"Another Obamination" - New England Facing Power Shortage This Winter.(Spectator).
“Get ready for the New England power shortage,” reads the headline in The Spectator. “Governors are already meeting in emergency session.”
“In a hell-bent campaign to rid itself of any form of dirty, messy “non-renewable” energy, New England has been closing down coal and oil plants for the last decade,” the article warns. “In 2000, 18 percent of New England’s electricity came from coal and 22 percent from oil. Today it’s 3 percent coal and 1 percent oil. Meanwhile, natural gas — the fuel that everybody loves until you have to drill for it — has risen from 15 percent to a starkly vulnerable 52 percent, just behind California.
Last week the governors of the six New England states met in an emergency session at Bretton Woods, New Hampshire, to discuss what to do about the pending crisis. Significantly, they asked the premiers of five of Canada’s provinces to attend.
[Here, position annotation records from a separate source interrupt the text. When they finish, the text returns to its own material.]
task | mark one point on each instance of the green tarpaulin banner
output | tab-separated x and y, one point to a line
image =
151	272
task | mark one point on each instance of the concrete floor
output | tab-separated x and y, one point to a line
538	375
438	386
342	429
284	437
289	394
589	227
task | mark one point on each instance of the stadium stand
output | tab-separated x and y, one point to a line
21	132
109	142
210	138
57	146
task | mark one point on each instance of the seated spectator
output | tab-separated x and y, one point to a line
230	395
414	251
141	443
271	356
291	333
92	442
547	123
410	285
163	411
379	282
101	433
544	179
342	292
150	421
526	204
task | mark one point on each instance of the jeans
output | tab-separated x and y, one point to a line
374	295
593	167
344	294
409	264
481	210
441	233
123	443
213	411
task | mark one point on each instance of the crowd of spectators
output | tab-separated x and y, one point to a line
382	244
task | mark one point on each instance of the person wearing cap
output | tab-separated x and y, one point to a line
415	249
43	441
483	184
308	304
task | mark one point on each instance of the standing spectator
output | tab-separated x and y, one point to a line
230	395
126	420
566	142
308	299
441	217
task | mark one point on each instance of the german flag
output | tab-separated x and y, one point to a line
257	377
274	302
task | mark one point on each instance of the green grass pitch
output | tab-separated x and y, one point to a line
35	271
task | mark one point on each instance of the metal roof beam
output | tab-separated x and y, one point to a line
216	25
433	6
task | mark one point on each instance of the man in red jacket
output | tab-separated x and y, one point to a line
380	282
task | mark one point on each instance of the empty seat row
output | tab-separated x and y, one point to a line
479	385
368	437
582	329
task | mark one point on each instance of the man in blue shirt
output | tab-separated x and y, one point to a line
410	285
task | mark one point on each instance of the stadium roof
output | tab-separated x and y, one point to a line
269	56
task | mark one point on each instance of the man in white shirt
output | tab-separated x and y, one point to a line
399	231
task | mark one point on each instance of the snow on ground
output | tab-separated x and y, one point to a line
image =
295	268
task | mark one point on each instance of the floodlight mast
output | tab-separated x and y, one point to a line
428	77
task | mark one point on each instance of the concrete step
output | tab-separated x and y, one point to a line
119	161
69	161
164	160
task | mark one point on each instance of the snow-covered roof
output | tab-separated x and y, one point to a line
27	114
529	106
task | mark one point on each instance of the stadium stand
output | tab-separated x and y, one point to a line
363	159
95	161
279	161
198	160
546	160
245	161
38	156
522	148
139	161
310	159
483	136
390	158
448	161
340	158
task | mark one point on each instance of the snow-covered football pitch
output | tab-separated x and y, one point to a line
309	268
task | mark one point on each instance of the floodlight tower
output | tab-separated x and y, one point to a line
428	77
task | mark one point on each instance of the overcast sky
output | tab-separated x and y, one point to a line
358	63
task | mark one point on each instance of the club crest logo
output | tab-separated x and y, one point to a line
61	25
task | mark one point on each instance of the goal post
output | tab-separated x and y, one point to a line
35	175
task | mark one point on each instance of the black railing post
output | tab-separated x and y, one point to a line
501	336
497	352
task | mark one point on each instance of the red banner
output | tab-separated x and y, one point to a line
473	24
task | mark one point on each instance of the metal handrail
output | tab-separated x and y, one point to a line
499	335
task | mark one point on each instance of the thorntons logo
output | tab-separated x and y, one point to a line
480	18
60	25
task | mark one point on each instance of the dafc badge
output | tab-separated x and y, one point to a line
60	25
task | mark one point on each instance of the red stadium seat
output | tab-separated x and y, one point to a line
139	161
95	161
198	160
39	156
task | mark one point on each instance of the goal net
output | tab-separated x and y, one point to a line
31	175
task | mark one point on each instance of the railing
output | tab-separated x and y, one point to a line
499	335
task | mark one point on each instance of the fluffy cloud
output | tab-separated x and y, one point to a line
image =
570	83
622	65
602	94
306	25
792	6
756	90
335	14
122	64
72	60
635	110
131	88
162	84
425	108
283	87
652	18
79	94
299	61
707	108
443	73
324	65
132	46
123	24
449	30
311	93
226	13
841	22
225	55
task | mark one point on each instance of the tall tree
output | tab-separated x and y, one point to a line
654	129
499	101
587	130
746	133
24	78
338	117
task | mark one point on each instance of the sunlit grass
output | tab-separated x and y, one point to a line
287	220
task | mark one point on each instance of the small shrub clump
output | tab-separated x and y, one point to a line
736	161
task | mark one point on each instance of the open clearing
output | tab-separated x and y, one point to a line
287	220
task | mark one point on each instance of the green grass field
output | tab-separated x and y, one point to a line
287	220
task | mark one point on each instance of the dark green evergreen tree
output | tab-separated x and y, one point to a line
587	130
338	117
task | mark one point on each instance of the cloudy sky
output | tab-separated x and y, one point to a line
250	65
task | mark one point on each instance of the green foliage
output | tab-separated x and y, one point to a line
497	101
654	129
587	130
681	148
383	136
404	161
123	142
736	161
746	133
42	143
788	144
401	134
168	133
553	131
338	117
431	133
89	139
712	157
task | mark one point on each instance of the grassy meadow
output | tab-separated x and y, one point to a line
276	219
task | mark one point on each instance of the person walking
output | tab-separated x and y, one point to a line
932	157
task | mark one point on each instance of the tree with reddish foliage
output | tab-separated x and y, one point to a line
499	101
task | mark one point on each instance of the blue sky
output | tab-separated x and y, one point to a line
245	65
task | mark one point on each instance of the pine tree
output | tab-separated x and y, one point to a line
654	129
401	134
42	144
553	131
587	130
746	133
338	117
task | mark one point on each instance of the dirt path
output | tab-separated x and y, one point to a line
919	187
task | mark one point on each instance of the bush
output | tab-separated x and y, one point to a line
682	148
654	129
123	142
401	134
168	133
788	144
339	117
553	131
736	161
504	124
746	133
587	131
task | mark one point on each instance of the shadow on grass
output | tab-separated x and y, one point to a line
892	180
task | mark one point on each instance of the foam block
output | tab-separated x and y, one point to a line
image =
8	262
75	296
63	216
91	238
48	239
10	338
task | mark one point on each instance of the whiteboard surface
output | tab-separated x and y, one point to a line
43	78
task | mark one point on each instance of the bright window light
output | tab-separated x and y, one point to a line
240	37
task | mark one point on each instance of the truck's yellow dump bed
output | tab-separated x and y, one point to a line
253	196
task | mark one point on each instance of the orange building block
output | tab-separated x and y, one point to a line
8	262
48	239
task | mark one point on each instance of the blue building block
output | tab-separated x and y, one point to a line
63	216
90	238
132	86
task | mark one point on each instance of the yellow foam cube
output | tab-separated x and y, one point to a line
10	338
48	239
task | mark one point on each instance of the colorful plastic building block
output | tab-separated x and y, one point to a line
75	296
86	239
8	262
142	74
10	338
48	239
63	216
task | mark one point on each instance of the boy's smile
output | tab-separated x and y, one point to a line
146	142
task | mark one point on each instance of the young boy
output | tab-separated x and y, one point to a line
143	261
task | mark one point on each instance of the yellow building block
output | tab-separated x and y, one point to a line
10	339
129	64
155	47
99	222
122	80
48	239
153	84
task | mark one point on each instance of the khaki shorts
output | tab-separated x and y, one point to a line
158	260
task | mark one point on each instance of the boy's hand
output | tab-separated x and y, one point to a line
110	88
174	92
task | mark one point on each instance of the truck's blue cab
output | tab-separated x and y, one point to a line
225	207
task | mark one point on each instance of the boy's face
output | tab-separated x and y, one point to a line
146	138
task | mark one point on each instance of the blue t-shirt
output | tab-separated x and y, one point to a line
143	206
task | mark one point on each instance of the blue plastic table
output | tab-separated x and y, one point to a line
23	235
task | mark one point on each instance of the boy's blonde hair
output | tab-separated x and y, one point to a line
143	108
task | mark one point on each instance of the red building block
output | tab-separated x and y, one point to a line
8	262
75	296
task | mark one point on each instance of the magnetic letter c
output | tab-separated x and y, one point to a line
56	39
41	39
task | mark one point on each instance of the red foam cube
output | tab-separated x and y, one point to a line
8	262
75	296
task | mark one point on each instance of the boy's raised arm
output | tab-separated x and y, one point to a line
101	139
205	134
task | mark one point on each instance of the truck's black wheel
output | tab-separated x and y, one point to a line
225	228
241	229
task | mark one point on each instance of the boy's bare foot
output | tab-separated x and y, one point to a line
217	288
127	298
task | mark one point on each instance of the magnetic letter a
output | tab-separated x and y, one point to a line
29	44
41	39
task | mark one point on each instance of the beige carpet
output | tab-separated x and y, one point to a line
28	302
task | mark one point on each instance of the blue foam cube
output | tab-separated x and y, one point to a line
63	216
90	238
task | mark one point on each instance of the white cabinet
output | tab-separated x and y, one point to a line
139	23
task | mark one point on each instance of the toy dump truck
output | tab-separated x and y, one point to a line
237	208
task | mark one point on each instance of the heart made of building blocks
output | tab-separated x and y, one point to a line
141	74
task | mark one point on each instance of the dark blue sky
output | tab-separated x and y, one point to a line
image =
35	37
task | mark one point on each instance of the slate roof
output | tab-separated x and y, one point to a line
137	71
That makes sense because if the region is going to get electricity from anywhere it is probably going to be from north of the border.
“There’s only one problem. New England doesn’t have the pipelines to bring in the gas.”It’s not as if it’s not needed. Last winter, when record low temperatures hit, there just wasn’t enough gas to go around. Utilities that service home heating have long-term contracts and get first dibs. You can’t stockpile gas the way you stockpile coal, so power plant operators were left bidding against each other for what was left. Prices skyrocketed from $4 per mBTU to an unbelievable $79 per mBTU and electricity prices spiked to ten times their normal level. Just to put things in perspective, during the first four months of last winter, New England spent $5.1 billion on electricity. In the whole of 2012, it had spent only $5.2 billion.
So what is likely to happen? Another cold winter is certain to bring skyrocketing prices and possible brownouts. New Englanders already pay 45 percent higher electric bills than the rest of the country and that figure can only grow. The first region of the country to industrialize is about the drive away the last of its blue-collar workshops.
One thing the region will not run short of, however, is political bluster. When the New England States Committee on Electricity (NESCOE) tried to broker a deal to have ratepayers finance a collectively owned gas pipeline, the volunteer organization was lambasted for “conspiring with industry to produce profits” and “failing to consider all the renewable alternatives.” When the crisis finally arrives this winter or next, you can be sure Vermont’s socialist Senator Bernie Sanders will be at the head of the pack, braying that the whole thing has been caused by “speculators.”